The Big Idea

By Level 10, you’re not selling software anymore. You’re selling confidence, clarity, and long-term alignment. The company needs you to represent it in the highest-stakes conversations—whether that’s a boardroom, a government policy session, a strategic customer renewal, or an M&A conversation.

You are now one of the company’s most trusted public-facing assets. When you speak, people should listen—not because of your title, but because you bring insight that matters.

You Know You’re Struggling When

If you’re not part of the conversation when it matters most, your influence is optional—and easy to ignore.

Ideal State

You are a respected external voice—not just inside the company, but outside it. Your presence in a room changes the energy. Partners ask your opinion. Large customers see you as a long-term ally. Acquirers or investors view you as a strategic thinker, not just a builder.

You can walk into any room—technical or not—and create clarity, build trust, and help close the distance between confusion and conviction.

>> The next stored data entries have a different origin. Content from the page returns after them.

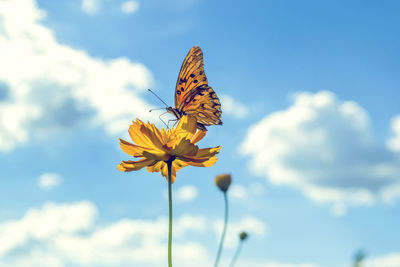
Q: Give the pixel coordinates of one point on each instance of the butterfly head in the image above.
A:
(174, 111)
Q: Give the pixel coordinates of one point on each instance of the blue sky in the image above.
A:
(311, 131)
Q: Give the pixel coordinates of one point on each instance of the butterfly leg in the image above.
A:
(175, 120)
(163, 120)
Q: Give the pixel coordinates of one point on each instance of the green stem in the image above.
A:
(236, 253)
(169, 165)
(221, 244)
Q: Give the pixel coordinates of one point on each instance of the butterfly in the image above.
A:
(193, 96)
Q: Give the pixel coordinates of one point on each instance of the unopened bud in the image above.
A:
(223, 181)
(243, 236)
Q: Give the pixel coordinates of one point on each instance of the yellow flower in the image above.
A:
(223, 181)
(155, 147)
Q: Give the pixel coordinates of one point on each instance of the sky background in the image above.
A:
(310, 99)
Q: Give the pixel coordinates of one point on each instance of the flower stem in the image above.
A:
(221, 244)
(236, 253)
(169, 165)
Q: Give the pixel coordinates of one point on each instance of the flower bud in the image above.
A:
(243, 236)
(223, 181)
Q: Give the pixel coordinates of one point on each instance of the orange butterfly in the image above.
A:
(193, 96)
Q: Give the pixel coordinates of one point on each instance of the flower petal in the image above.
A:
(187, 125)
(205, 162)
(198, 136)
(127, 166)
(130, 149)
(156, 155)
(184, 147)
(143, 135)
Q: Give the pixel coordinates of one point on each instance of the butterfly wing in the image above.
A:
(203, 103)
(190, 76)
(193, 95)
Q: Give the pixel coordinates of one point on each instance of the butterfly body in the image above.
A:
(193, 95)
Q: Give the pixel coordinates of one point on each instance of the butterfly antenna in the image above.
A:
(158, 97)
(155, 109)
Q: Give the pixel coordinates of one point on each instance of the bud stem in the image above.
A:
(169, 165)
(221, 244)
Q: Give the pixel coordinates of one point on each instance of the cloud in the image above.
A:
(72, 234)
(129, 7)
(394, 142)
(90, 7)
(47, 87)
(389, 260)
(186, 193)
(233, 107)
(326, 148)
(237, 191)
(69, 235)
(49, 180)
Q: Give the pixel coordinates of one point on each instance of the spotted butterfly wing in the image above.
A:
(193, 96)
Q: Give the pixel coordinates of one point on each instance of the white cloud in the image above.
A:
(250, 224)
(69, 235)
(237, 191)
(389, 260)
(326, 148)
(186, 193)
(233, 107)
(49, 180)
(129, 7)
(61, 235)
(394, 142)
(90, 7)
(53, 87)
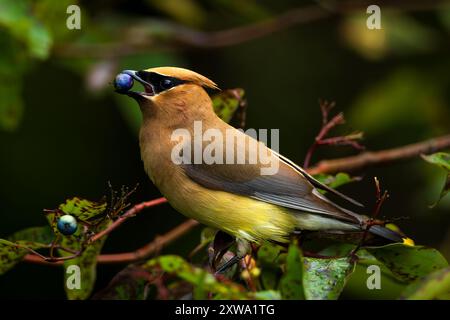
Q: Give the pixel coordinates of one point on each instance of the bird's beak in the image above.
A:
(148, 87)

You don’t just represent tech. You represent the company’s future.

Closing the Gap

  1. Pick your arenas. Choose a few high-value spaces—executive customer engagements, industry panels, analyst briefings—and show up with force.
  2. Train for clarity. Don’t speak in features. Speak in outcomes, risks, leverage, and tradeoffs.
  3. Work with sales and BD. Don’t just show up. Co-design your presence in deals, renewals, and partnerships.
  4. Write like an executive. Create memos, decks, or point-of-view docs that travel beyond your presence.
  5. Turn consulting into strategy. When you advise, ask questions that shape direction—not just confirm alignment.